Simazine treatment history determines a significant herbicide degradation potential in soils that is not improved by bioaugmentation with Pseudomonas sp. ADP

A C Morán, A Müller, M Manzano, B González
Journal of Applied Microbiology 2006, 101 (1): 26-35

AIMS: To study biological removal of the herbicide simazine in soils with different history of herbicide treatment and to test bioaugmentation with a simazine-degrading bacterial strain.
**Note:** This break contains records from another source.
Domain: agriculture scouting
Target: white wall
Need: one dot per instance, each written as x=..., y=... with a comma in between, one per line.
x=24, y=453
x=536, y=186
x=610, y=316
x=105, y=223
METHODS AND RESULTS: Simazine removal was studied in microcosms prepared with soils that had been differentially exposed to this herbicide. Simazine removal was much higher in previously exposed soils than in unexposed ones. Terminal restriction fragment length polymorphism analysis and multivariate analysis showed that soils previously exposed to simazine contained bacterial communities that were significantly impacted by simazine but also had an increased resilience. The biodegradation potential was also related to the presence of high levels of the atz-like gene sequences involved in simazine degradation. Bioaugmentation with Pseudomonas sp. ADP resulted in an increased initial rate of simazine removal, but this strain scarcely survived. After 28 days, residual simazine removals were the same in bioaugmented and not bioaugmented microcosms.

CONCLUSIONS: In soils with a history of simazine treatment bacterial communities were able to overcome subsequent impacts with the herbicide. The success of bioaugmentation was limited by the low survival of the introduced strain.

SIGNIFICANCE AND IMPACT OF THE STUDY: Conclusions from this work provided insights on simazine biodegradation potential of soils and the convenience of bioaugmentation.